Records of Oklahoma's most famous weather events, tornadoes, date back to the 1950's, and most of that information recently became available to the public. Which is great for us, because without that information, I'd probably be writing something about a subject you don't care about. You have to understand that this information only runs up to 2018, so there may have been changes in the last two years to this list, but we won't find out until they release that information too.
Here's the Top 6 Oklahoma counties that have had the most tornadoes since 1950.
Before you hop down into the comment section to correct me on my numbering, hold up. At number five on the top six list, Tulsa County has tied with another for sharing an identical number of tornadoes, 97.
The other county with 97 tornadoes on record since 1950 is my home-county in the state of Kay. Located just one county away from Tulsa County, you'd almost guess that most Kay County tornadoes travel to Tulsa County, and that's why they tied, but that just isn't the case. You see, 99.9% of tornadoes follow a Northeastern path. That's just how the weather works, and Tulsa County is Southeast of Kay, separated by the states largest county, Osage.
Named for the river that runs through it, Canadian County is home to El Reno, Yukon, Mustang, Union City, and Piedmont. Those towns should sound familiar, as tornadoes have ripped through all of them in the last ten years, including the largest and fastest wind-speed tornado on record in the world. That particular storm produced the only F5 storm on a long list of the 103 twisters that have occurred in that county.
We very briefly mentioned Osage County when talking about Tulsa and Kay above. If you remember, Osage County is right in between those two counties. It's sprawling. A massive county on the map. It's only natural that 106 tornadoes have touched down in that county alone, although, given its size, I'm more surprised that number isn't bigger.
Historically, the destruction is somewhat low due to the size of the county.

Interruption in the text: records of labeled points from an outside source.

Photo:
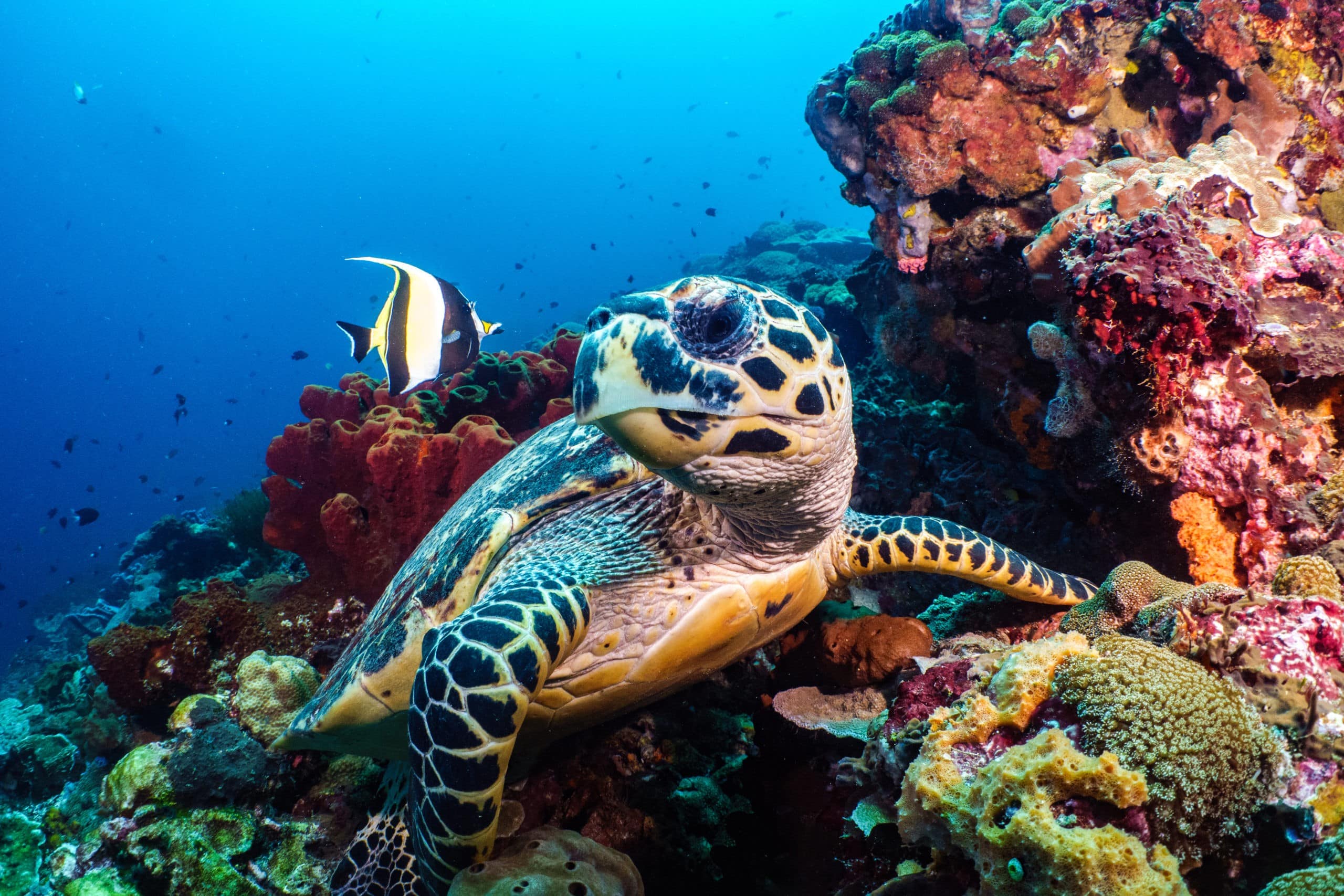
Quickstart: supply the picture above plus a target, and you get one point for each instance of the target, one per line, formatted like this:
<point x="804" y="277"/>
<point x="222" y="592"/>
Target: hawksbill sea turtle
<point x="694" y="508"/>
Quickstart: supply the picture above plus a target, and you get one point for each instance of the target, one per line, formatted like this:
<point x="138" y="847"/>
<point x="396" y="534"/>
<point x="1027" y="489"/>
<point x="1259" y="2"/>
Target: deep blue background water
<point x="237" y="152"/>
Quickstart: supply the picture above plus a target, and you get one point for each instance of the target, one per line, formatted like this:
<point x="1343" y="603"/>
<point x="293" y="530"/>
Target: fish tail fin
<point x="361" y="339"/>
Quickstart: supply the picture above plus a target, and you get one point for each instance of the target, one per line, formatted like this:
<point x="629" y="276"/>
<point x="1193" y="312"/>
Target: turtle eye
<point x="714" y="331"/>
<point x="722" y="323"/>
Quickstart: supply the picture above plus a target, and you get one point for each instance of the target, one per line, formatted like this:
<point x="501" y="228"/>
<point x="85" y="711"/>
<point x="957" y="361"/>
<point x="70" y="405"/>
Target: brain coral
<point x="1307" y="577"/>
<point x="996" y="804"/>
<point x="270" y="691"/>
<point x="1208" y="758"/>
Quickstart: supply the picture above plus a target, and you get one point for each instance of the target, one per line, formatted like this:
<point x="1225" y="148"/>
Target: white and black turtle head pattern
<point x="710" y="367"/>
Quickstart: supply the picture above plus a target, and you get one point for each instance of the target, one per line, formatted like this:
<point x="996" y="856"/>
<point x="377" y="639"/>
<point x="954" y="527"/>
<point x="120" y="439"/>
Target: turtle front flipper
<point x="928" y="544"/>
<point x="471" y="695"/>
<point x="380" y="861"/>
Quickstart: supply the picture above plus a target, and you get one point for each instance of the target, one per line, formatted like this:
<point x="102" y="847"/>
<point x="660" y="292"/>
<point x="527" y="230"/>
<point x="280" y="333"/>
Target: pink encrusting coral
<point x="1299" y="637"/>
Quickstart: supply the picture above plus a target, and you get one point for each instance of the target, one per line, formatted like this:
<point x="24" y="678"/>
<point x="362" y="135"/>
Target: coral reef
<point x="553" y="863"/>
<point x="359" y="484"/>
<point x="270" y="692"/>
<point x="1208" y="760"/>
<point x="987" y="785"/>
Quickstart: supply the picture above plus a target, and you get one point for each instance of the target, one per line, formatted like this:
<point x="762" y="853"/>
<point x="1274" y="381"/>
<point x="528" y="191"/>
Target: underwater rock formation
<point x="358" y="487"/>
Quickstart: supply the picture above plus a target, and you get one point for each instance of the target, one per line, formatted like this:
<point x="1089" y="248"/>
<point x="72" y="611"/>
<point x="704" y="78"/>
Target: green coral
<point x="20" y="853"/>
<point x="1308" y="882"/>
<point x="1208" y="758"/>
<point x="1308" y="577"/>
<point x="105" y="882"/>
<point x="292" y="872"/>
<point x="139" y="779"/>
<point x="193" y="851"/>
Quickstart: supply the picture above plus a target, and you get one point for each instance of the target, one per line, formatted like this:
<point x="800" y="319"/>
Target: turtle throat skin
<point x="733" y="394"/>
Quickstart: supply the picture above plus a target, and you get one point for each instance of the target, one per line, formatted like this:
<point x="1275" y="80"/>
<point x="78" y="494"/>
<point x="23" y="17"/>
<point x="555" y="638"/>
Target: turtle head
<point x="723" y="387"/>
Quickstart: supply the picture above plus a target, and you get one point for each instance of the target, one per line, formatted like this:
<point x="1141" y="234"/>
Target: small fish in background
<point x="81" y="96"/>
<point x="426" y="328"/>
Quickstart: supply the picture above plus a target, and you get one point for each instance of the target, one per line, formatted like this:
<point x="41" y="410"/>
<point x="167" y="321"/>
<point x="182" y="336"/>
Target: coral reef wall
<point x="1143" y="198"/>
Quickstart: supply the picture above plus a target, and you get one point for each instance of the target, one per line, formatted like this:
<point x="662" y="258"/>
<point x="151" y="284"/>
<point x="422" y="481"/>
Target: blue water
<point x="236" y="152"/>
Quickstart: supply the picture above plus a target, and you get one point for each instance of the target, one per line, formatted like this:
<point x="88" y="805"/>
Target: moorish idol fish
<point x="426" y="330"/>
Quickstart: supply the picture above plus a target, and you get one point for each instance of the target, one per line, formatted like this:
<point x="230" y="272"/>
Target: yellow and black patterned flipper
<point x="929" y="544"/>
<point x="471" y="695"/>
<point x="380" y="861"/>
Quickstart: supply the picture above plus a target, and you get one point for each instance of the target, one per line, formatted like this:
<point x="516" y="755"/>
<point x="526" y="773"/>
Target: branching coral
<point x="1031" y="812"/>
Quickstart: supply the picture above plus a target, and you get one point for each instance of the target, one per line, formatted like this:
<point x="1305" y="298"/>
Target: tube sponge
<point x="1072" y="409"/>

While it is the biggest in the state, it's also one of the lowest populated. Pawhuska is famous there for the Pioneer Woman (ask your wife/mother), otherwise, it's tiny town after tiny town of travel.
Consider this a dark horse entry on the list. I'm sure you were thinking we'd slowly move closer and closer to OKC on this list, and while you're not wrong, the counties surrounding our capital just don't have the numbers to be at the top of this list.
Caddo County is our neighbor to the Northwest here in Comanche. An almost shocking 121 tornadoes have rolled across those rolling hills since 1950.
I told you we were moving towards OKC. Oklahoma County is another massive county in this state, but much different than the scarcely populated Osage County, Oklahoma County is pretty densely populated.
If you remember the great tornado that most call the May-99 tornado, it was one of the most expensive on record. At over a mile wide, it tore through four counties on it's eventual journey through Moore. The destruction was so devastating, laws are on the books now that require all new home to have tornado shelters, and there are/were programs out there to help current residents obtain shelters over the last twenty-two years.
Since 1950, Oklahoma County has had 122 tornadoes sweep through.